Gao Hongyang, Yuan Hao, Wang Zhengyang, Ji Shuiwang
IEEE Trans Pattern Anal Mach Intell. 2020 May;42(5):1218-1227. doi: 10.1109/TPAMI.2019.2893965. Epub 2019 Jan 18.
Transposed convolutional layers have been widely used in a variety of deep models for up-sampling, including encoder-decoder networks for semantic segmentation and deep generative models for unsupervised learning. One of the key limitations of transposed convolutional operations is that they result in the so-called checkerboard problem. This is caused by the fact that no direct relationship exists among adjacent pixels on the output feature map. To address this problem, we propose the pixel transposed convolutional layer (PixelTCL) to establish direct relationships among adjacent pixels on the up-sampled feature map. Our method is based on a fresh interpretation of the regular transposed convolutional operation. The resulting PixelTCL can be used to replace any transposed convolutional layer in a plug-and-play manner without compromising the fully trainable capabilities of original models. The proposed PixelTCL may result in slight decrease in efficiency, but this can be overcome by an implementation trick. Experimental results on semantic segmentation demonstrate that PixelTCL can consider spatial features such as edges and shapes and yields more accurate segmentation outputs than transposed convolutional layers. When used in image generation tasks, our PixelTCL can largely overcome the checkerboard problem suffered by regular transposed convolutional operations.

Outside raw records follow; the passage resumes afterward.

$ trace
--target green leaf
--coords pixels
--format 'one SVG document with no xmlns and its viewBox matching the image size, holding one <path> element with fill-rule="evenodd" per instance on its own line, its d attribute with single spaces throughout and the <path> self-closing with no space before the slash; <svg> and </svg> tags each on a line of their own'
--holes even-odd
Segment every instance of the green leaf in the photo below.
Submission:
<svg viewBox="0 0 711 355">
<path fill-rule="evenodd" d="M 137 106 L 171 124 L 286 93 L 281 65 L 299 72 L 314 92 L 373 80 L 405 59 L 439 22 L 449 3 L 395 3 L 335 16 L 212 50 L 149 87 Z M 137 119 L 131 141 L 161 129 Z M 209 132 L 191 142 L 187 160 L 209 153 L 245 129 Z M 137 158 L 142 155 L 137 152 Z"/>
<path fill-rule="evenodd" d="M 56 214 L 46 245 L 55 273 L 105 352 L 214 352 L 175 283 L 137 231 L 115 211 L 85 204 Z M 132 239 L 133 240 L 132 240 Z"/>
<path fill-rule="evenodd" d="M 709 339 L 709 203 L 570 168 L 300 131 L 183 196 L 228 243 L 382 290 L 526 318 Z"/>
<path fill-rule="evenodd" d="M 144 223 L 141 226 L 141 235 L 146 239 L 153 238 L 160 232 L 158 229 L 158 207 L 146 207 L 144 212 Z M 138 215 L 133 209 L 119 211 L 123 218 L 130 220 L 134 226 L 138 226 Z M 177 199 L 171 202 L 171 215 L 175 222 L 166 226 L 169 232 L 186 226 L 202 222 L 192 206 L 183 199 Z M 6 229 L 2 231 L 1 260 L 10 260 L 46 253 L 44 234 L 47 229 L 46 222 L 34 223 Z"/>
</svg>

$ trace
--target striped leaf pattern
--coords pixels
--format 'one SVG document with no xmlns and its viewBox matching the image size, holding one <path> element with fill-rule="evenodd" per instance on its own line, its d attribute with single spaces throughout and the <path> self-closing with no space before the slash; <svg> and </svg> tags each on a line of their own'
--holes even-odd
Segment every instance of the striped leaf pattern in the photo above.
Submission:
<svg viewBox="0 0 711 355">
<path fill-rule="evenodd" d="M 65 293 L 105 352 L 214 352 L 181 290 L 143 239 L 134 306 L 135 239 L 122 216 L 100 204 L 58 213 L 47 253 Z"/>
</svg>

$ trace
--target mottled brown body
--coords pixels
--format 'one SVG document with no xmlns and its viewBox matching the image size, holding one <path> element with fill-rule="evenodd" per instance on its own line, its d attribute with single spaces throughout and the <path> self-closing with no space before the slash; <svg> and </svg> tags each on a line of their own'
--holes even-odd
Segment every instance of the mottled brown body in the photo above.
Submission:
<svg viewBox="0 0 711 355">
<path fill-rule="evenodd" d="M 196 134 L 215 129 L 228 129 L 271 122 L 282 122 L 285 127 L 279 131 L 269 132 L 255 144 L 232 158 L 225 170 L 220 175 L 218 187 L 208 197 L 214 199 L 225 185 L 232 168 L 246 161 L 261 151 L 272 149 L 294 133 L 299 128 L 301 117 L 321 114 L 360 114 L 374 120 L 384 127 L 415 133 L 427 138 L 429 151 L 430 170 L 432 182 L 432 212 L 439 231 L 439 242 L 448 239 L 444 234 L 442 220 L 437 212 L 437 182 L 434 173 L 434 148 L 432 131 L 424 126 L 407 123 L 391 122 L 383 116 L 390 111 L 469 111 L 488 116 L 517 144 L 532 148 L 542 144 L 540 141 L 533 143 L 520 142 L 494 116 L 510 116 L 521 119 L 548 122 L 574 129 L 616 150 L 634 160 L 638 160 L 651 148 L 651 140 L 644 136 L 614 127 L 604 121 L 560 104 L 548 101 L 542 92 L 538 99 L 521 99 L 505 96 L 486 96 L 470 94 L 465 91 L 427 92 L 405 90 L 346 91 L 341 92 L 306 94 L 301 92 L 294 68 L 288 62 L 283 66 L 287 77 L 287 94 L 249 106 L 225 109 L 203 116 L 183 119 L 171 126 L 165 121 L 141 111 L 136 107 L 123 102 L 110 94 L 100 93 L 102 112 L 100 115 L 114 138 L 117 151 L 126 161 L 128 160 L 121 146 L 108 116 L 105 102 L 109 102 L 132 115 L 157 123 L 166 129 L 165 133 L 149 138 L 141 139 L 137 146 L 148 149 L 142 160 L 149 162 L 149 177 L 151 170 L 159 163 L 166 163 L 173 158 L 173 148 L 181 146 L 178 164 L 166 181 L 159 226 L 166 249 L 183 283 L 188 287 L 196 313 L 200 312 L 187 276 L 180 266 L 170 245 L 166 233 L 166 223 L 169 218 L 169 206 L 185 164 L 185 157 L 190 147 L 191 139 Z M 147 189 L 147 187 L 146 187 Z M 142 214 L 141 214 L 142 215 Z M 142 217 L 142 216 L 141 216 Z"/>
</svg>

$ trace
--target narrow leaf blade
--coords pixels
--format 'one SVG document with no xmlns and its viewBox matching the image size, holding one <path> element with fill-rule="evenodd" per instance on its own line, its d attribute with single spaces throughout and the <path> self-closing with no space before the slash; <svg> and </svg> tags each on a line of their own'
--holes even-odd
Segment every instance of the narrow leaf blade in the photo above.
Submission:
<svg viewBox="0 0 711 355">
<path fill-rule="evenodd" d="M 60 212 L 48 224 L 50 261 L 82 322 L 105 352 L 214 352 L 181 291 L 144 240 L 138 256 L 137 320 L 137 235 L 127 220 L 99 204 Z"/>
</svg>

转置卷积层已广泛应用于各种用于上采样的深度模型中,包括用于语义分割的编码器 - 解码器网络和用于无监督学习的深度生成模型。转置卷积操作的一个关键限制是它们会导致所谓的棋盘问题。这是由于输出特征图上相邻像素之间不存在直接关系这一事实造成的。为了解决这个问题,我们提出了像素转置卷积层(PixelTCL),以在上采样特征图上的相邻像素之间建立直接关系。我们的方法基于对常规转置卷积操作的全新解释。由此产生的PixelTCL可以以即插即用的方式用于替换任何转置卷积层,而不会损害原始模型的完全可训练能力。所提出的PixelTCL可能会导致效率略有下降,但这可以通过一种实现技巧来克服。语义分割的实验结果表明,PixelTCL可以考虑诸如边缘和形状等空间特征,并且比转置卷积层产生更准确的分割输出。当用于图像生成任务时,我们的PixelTCL可以很大程度上克服常规转置卷积操作所遭受的棋盘问题。